If 'Spider-Man: Far From Home' Doesn't Make A Billion Dollars, Sony Breaks Free Of The Marvel Studios Deal
The specifics of major Hollywood contracts are notoriously difficult to ascertain, and the occasional insights we do receive often come from actors revealing how many movies they have left in a particular franchise. But a new report has uncovered a Spider-Man contract stipulation which would allow Sony to wriggle out of its deal with Marvel Studios and once again give Spidey's original studio home full autonomy over the character's cinematic adventures. Good thing that won't happen.

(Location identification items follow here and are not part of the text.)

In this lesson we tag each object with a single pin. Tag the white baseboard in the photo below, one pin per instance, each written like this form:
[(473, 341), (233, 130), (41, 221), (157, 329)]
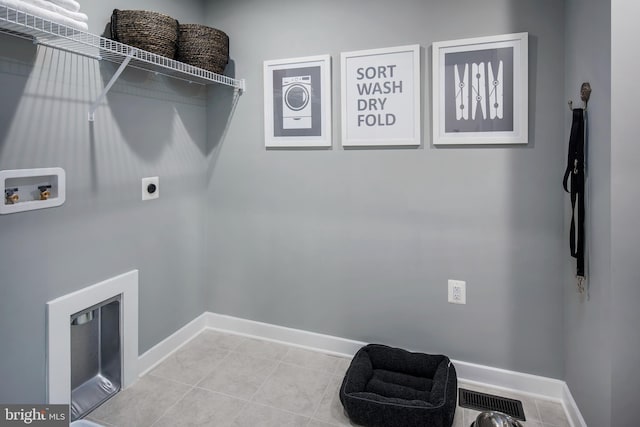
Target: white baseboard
[(571, 408), (542, 387), (295, 337), (169, 345)]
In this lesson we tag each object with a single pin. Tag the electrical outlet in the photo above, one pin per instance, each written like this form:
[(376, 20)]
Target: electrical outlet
[(150, 188), (457, 292)]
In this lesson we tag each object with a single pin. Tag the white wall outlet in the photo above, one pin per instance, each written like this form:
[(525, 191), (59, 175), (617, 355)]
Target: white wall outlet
[(457, 292), (150, 188)]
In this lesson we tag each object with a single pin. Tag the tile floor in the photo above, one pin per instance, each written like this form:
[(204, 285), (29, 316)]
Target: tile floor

In a recent edition of journalist Richard Rushfield's entertainment industry newsletter The Ankler, Rushfield peels back the secretive curtain of the deal that was signed between Sony and Marvel Studios back in 2015 to share the character. "The original Sony/Marvel/Spidey deal to co-produce these movies stipulated that if this Spidey cleared a billion, Marvel would get to oversee a third. If it hadn't, full control would have reverted back to Sony," he writes.
To be clear, Far From Home has not yet crossed the billion dollar mark at the worldwide box office, but the fact that it's already made over $600 million in its first week is practically a guarantee that it will cross the coveted billion dollar threshold before it leaves theaters. So the Sony/Marvel Studios deal will still hold – at least for one more solo Spider-Man movie, because actor Tom Holland revealed back in 2016 that he was on board for three solo Spider-Man films and three appearances in other MCU movies. We've already seen him in Captain America: Civil War, Spider-Man: Homecoming, Avengers: Infinity War, Avengers: Endgame, and now Spider-Man: Far From Home.

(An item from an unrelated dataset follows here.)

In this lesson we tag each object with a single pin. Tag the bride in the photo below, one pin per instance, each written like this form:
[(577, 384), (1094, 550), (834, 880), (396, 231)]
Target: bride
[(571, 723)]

Rushfield is a reliable industry insider who's been reporting on Hollywood for years, and he says his source on this story is "someone very important and knowledgable."

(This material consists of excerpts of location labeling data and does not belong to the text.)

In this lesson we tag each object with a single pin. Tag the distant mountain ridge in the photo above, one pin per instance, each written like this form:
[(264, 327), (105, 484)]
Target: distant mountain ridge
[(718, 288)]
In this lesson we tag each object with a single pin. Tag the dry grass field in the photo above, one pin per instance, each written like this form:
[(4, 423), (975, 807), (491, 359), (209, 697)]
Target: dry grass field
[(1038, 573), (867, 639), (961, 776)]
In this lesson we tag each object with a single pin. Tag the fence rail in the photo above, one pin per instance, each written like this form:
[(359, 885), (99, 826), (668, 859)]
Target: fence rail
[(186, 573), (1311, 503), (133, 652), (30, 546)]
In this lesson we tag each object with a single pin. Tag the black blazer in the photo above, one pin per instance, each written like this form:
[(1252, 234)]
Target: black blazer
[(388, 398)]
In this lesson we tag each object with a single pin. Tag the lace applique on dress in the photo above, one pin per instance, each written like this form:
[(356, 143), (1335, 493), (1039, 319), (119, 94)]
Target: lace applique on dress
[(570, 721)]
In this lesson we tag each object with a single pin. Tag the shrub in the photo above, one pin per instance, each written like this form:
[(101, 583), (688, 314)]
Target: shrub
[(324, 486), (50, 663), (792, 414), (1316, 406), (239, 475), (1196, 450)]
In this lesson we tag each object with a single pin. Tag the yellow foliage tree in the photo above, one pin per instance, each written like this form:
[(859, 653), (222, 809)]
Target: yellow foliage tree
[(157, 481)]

The initial press release announcing the deal said that "Sony Pictures will continue to finance, distribute, own and have final creative control of the Spider-Man films," and I don't want to completely downplay the involvement of longtime Spidey-producer Amy Pascal, but the quality of the projects in which Tom Holland's version of the wall-crawler have appeared so far indicates that Kevin Feige and Marvel Studios' influence has been significant. Just look at the failed Amazing Spider-Man franchise for a reminder of what Sony would do with this character when left to its own devices. The fact that Marvel Studios will stick around to shepherd this character through at least one more film (and maybe even more, if a new deal is struck) lets us breathe a sigh of relief...for now.